Sometimes I feel like he gets the brunt of my parental frustration. To be honest, he's probably right in feeling that. Whenever we hear anything going on with him when we're not in the room - it's his name we call out. Once in a while it's Kyle's name. If I ask myself why, it's because his behavior is so frustrating and a lot of the time he is the instigator. How do we get it across to him that he will NOT always get his way & that as a kid, he'll get his way a lot less. When he's an adult, he can get his way if he works for it. And that's his biggest deal. He wants his way ALL the time! I know - like every other kid on the planet. Thing is, every other kid on the planet doesn't cry, whine, squeal, stomp every single time they don't get their way. He's been doing it since he was 3 - he's 10 now.

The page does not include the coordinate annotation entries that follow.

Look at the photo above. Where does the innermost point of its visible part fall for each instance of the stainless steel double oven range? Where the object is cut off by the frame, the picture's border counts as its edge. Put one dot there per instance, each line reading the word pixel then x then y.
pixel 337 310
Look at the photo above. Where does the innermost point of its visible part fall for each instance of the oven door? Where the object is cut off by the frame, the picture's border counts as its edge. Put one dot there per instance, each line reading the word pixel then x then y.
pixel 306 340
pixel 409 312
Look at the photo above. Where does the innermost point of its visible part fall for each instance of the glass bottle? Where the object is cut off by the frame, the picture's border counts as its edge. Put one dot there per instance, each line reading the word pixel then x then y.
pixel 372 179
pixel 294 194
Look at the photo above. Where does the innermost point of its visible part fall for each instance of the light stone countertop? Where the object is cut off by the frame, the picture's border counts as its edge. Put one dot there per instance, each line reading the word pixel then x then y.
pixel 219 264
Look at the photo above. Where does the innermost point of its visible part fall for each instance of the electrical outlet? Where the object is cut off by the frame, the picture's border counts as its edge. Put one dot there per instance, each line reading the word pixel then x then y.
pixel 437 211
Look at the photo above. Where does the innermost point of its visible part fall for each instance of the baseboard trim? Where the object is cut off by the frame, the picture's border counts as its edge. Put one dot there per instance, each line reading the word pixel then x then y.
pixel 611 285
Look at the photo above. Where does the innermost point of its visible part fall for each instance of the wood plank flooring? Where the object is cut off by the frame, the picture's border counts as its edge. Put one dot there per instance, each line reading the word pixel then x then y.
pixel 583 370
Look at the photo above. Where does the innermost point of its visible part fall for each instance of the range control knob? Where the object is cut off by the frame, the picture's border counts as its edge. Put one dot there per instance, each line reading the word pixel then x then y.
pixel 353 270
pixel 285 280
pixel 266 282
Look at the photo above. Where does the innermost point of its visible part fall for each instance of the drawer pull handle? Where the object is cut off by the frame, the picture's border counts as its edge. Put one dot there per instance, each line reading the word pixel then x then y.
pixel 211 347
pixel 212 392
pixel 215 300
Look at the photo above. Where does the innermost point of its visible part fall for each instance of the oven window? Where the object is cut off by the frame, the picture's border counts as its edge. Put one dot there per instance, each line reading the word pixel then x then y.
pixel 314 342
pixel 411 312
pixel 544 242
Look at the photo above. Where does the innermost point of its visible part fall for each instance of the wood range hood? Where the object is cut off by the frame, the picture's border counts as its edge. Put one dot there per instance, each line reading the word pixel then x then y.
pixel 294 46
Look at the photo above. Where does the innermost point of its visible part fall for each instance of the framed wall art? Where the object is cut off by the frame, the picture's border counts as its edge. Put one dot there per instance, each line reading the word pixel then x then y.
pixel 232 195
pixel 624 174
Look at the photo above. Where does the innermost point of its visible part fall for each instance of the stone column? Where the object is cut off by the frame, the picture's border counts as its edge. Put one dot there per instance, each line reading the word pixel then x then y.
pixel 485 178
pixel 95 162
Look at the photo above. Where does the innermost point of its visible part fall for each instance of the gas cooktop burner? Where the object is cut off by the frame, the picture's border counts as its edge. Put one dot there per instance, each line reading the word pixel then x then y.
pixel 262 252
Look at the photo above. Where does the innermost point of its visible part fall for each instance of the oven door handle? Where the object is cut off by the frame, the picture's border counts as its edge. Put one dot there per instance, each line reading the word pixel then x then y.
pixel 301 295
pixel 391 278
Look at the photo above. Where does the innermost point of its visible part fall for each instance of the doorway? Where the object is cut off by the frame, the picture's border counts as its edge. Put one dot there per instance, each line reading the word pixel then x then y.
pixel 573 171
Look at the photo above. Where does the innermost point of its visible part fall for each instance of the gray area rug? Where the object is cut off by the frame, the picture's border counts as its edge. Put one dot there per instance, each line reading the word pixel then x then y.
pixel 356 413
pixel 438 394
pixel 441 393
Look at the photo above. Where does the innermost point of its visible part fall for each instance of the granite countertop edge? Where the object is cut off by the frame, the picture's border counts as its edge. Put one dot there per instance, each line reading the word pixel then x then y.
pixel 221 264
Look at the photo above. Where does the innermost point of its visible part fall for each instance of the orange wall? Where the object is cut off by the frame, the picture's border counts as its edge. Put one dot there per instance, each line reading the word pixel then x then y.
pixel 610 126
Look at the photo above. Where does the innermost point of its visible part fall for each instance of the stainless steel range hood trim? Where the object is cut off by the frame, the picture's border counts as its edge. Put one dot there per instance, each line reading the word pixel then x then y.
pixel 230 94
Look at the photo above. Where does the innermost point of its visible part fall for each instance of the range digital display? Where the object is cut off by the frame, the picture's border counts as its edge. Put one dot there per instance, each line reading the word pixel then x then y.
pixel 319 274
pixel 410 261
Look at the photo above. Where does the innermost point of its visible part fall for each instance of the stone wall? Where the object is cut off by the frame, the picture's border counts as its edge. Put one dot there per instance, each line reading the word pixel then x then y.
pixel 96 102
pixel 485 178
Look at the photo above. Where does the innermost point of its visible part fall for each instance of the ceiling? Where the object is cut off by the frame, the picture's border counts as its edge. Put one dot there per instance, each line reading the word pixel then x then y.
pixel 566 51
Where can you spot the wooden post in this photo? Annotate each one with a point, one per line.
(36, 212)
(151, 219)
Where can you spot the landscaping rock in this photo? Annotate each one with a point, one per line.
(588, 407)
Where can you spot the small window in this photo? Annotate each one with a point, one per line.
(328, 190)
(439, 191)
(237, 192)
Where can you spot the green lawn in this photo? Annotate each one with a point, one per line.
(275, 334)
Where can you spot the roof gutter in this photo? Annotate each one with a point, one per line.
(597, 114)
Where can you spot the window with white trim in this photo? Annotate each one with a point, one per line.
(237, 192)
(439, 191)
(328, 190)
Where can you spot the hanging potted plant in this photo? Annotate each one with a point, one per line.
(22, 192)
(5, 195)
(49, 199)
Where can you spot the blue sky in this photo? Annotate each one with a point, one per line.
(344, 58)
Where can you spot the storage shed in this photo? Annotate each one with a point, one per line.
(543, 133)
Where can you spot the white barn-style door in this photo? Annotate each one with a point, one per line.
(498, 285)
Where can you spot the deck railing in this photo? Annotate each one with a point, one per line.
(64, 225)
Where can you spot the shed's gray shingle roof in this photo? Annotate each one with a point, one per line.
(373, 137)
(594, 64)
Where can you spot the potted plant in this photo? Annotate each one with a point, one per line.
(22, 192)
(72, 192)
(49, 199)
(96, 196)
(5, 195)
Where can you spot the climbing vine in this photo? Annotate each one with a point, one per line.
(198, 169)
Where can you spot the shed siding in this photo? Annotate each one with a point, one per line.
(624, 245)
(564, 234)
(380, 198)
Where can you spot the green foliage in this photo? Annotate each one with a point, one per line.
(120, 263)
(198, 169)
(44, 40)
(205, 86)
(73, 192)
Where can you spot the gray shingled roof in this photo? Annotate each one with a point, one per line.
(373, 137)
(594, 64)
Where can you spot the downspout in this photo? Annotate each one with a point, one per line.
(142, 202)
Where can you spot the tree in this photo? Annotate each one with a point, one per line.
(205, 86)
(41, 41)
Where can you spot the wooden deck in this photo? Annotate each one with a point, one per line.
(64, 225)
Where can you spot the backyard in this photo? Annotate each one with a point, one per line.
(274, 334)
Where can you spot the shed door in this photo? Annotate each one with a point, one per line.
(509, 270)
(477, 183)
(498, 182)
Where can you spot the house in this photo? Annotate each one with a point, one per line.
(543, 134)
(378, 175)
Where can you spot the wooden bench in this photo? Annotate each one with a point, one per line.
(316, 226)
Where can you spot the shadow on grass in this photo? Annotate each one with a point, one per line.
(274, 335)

My other kids didn't & don't do this.
The Princess (and I LOVE calling her that because she has been one - in a positive way. And she is a fluffy fart - the most gassy baby I've ever known, grown into a gassy little girl who is now modest, so the gas can upset her sometimes...) is an over achiever so far. She has so many more good days than bad & usually, it isn't a bad day, it's a bad few minutes. I can see how the positive feedback she gets so much more often will weigh on the Dewd. How do you explain to a kid that "she's not better than you, she just acts better than you"? I've never tried because I don't want him to feel like he is just bad. I do tell him he likes to make trouble, though. It really seems that way.
So, today I asked him to list (like pros & cons) his positive & negative behaviors. He could only think of negatives. That tells me that's what he has on his mind - most of the time. The negative. I had to help him with the positive. As we were listing those positives, his mood did lighten. I do praise him nearly every time he does something I ask without a fight. I praise him when he listens the first time & when he's very helpful. I praise him when the kids play well together. I always hope that the positive will make him feel so good, he'll want it more.
We're going to put up Dew's affirmations around the house. I don't know if that will work, but we are going to try. Affirmations & messages to "stop & think".